New traffic measures
Government does u-turn on road widening
Will target vehicle width instead
by Flash Gorman
The Government announced a dramatic u-turn on its road widening policy in a statement today. Transport minister Alistair "Not now" Darling, outlined proposals for making cars thinner.
Mr Darling told the Commons that making vehicles thinner would have the same affect as widening the roads but with the added benefit that the entire cost could be passed on the manufacturers and consumers.

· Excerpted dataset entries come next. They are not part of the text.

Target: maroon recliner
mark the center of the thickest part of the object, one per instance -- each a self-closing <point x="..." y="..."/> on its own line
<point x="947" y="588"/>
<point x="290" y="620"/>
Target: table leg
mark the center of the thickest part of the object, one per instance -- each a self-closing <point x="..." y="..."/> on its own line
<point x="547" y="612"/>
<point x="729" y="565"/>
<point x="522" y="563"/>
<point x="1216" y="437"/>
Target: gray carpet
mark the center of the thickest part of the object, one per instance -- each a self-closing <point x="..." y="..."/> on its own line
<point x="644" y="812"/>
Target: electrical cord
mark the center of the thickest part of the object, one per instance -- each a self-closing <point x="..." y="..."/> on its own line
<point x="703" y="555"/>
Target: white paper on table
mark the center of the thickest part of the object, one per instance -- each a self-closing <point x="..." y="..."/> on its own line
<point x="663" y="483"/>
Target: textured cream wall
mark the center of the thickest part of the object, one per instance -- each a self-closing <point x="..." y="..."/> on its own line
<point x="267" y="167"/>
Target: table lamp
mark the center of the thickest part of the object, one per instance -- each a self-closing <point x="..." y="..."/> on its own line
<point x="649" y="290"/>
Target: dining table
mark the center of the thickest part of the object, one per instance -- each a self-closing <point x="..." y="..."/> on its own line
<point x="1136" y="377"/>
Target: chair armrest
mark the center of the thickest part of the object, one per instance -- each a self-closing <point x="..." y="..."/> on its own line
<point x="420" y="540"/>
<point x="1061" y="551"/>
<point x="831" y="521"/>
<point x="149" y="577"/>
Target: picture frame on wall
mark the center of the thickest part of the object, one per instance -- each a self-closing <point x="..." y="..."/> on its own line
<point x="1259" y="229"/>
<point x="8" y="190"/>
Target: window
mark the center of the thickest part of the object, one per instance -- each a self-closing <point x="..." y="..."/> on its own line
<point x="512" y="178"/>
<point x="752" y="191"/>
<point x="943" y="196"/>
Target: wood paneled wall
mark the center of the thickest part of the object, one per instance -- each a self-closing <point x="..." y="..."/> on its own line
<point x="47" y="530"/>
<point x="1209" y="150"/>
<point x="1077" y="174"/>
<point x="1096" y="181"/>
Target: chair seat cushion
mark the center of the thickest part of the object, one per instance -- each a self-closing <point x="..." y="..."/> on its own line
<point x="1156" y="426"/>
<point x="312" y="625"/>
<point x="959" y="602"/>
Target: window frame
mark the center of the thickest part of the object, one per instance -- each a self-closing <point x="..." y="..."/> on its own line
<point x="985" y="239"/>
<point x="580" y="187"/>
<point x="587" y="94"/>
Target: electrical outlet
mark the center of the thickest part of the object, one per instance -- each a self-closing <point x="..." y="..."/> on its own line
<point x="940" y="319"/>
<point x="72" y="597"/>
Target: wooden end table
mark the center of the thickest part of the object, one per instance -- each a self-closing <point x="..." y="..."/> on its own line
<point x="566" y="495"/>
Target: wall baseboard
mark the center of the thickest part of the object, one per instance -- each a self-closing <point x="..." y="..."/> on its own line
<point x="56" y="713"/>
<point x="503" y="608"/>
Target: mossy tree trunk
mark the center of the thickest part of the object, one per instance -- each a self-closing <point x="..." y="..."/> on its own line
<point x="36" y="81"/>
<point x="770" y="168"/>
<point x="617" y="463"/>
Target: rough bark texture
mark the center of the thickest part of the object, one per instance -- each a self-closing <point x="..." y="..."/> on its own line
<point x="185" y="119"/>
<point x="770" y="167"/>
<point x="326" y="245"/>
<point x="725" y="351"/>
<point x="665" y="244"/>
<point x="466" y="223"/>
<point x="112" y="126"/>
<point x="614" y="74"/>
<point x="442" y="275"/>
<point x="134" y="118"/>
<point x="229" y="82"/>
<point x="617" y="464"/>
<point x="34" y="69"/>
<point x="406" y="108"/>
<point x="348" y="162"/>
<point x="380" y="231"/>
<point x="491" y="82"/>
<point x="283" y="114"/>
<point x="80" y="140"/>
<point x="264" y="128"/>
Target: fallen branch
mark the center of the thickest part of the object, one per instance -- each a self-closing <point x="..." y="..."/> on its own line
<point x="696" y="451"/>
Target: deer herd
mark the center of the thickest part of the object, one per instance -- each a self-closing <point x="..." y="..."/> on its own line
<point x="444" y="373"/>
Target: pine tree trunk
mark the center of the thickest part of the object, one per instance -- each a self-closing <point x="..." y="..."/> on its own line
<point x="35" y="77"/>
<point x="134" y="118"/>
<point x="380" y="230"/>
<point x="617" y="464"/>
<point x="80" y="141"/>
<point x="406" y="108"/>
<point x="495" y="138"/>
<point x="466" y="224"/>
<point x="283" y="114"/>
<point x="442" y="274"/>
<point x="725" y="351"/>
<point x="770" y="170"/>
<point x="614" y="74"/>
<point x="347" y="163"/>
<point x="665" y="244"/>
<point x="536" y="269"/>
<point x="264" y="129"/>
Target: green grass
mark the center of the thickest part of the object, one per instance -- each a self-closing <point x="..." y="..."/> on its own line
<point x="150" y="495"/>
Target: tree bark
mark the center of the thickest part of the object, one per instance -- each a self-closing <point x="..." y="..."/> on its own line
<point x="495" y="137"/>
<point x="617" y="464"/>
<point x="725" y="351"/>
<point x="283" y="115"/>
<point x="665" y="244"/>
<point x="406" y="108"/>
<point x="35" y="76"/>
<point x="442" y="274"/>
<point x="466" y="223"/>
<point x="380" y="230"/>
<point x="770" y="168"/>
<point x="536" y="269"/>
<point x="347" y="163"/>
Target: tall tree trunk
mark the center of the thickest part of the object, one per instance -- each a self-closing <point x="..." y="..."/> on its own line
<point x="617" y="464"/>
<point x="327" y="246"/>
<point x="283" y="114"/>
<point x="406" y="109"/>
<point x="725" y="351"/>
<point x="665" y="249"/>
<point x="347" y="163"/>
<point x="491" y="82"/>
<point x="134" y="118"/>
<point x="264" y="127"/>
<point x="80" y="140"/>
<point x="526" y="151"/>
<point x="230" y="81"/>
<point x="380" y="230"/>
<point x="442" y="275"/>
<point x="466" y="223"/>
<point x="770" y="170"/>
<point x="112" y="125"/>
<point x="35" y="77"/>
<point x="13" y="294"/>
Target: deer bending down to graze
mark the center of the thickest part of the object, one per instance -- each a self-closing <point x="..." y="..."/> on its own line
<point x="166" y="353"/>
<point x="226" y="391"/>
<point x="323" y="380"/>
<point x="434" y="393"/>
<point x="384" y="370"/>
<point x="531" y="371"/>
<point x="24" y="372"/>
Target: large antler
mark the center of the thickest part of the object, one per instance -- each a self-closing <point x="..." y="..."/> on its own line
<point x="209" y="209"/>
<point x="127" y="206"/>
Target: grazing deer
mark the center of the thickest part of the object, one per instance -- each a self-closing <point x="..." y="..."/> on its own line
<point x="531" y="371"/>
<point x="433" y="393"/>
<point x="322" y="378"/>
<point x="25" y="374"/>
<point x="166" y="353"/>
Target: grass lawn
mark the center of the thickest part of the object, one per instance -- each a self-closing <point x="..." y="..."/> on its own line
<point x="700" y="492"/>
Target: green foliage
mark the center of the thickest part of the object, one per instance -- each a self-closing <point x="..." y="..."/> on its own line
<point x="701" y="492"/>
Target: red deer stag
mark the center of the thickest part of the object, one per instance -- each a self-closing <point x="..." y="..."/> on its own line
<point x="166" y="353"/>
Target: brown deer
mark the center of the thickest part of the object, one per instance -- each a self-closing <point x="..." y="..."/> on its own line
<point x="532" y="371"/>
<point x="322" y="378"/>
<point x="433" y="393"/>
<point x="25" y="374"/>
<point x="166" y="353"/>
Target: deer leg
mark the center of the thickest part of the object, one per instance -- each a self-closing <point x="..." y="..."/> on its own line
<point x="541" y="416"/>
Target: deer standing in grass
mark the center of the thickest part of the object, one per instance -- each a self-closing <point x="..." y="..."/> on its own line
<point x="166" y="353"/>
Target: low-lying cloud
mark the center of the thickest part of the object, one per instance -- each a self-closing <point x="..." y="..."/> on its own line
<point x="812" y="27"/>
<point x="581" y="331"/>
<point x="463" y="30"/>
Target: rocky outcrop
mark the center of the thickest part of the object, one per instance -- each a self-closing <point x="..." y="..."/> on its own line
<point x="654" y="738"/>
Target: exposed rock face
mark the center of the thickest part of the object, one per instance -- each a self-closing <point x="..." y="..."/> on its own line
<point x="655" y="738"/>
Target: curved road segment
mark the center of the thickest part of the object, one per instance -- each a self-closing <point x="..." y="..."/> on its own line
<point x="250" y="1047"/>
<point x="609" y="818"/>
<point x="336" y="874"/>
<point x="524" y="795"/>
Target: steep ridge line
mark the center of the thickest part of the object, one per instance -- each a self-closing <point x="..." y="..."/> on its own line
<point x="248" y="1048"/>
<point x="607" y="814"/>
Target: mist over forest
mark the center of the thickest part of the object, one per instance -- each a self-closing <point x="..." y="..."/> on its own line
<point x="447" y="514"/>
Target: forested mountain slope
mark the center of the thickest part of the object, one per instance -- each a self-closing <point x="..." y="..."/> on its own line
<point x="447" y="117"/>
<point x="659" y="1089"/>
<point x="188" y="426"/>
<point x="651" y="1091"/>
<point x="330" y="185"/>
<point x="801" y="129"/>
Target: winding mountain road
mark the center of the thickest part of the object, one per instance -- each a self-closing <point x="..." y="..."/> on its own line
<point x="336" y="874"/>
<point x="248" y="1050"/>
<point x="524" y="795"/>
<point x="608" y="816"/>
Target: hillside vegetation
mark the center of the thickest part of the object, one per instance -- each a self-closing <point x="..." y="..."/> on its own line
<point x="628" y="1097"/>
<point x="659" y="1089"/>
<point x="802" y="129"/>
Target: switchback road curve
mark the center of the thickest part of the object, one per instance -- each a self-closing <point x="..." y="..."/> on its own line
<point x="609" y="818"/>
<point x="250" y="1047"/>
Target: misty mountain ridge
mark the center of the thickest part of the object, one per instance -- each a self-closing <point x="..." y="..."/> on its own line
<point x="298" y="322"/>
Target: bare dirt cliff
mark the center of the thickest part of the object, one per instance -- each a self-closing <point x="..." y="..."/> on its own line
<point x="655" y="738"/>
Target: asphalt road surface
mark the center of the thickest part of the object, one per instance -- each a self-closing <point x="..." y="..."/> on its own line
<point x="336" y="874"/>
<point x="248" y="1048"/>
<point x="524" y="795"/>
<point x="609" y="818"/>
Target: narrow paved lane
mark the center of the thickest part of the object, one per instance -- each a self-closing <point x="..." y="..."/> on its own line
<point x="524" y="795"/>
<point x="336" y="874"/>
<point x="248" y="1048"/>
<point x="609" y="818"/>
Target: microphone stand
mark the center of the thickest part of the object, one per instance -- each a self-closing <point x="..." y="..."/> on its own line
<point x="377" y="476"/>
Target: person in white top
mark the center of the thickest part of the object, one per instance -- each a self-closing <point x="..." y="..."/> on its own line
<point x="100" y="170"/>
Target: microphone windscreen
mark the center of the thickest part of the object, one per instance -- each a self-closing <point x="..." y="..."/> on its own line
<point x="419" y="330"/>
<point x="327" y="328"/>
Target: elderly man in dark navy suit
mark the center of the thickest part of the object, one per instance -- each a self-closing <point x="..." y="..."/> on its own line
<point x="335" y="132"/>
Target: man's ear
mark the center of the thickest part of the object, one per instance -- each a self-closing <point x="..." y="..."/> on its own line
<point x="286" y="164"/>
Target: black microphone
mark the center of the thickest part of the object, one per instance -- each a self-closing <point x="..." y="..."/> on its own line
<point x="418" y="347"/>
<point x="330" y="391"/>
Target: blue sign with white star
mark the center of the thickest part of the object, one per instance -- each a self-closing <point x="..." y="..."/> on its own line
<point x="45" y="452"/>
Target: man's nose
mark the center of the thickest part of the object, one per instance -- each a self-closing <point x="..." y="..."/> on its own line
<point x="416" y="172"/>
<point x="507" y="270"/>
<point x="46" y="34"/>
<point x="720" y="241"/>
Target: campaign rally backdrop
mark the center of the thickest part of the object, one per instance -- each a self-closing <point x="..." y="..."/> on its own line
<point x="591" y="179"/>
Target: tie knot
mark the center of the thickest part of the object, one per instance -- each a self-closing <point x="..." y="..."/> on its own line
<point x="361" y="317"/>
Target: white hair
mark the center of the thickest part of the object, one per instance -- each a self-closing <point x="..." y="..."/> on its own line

These savings could be used to fund the War On Terror™ and also to provide a helicopter-pooling scheme for MPs. A helicopter pool, Mr Darling, explained would avoid the quite unacceptable situation of MPs being held up in bus lanes by public transport vehicles — a problem highlighted recently by foreign secretary, Jack Straw, when he was thwarted in a get-home-before-Neighbours-starts effort.
Motoring Groups around the UK have met the car-thinning plans with dismay. A spokesman for the AA said: "The general consensus of our members is that while there is a slight possibility that narrower cars may well reduce congestion, they would look shite."
Members of Green Peace were equally distraught. Activist Judy Gidieon told us: "This is an outrage. We were just preparing to reject the road widening plans out-of-hand and now they spring this on us. We'll have to repaint the banners."
There was a brief pause while Ms Gidieon wept for her planet, after which she confirmed that they hoped to study the proposals in-depth and reject them vehemently within the next half-hour.
Road congestion has been an ongoing problem in Britain for the past 30 years caused by increased car ownership and the lack of a good world war to thin out the population a bit.
A flurry of activity over the past decade has seen several hundred yards of new road added to the network but any attempt to relieve road congestion in this manner is hindered by people insisting on driving along the new roads when they are completed.
Congestion has got so bad on parts of the M6 around Birmingham that tribes of feral wildmen have evolved from people stuck in protracted traffic jams. They have created crude shelters under motorway bridges and survive on the foul-tasting food scraps served in most service stations.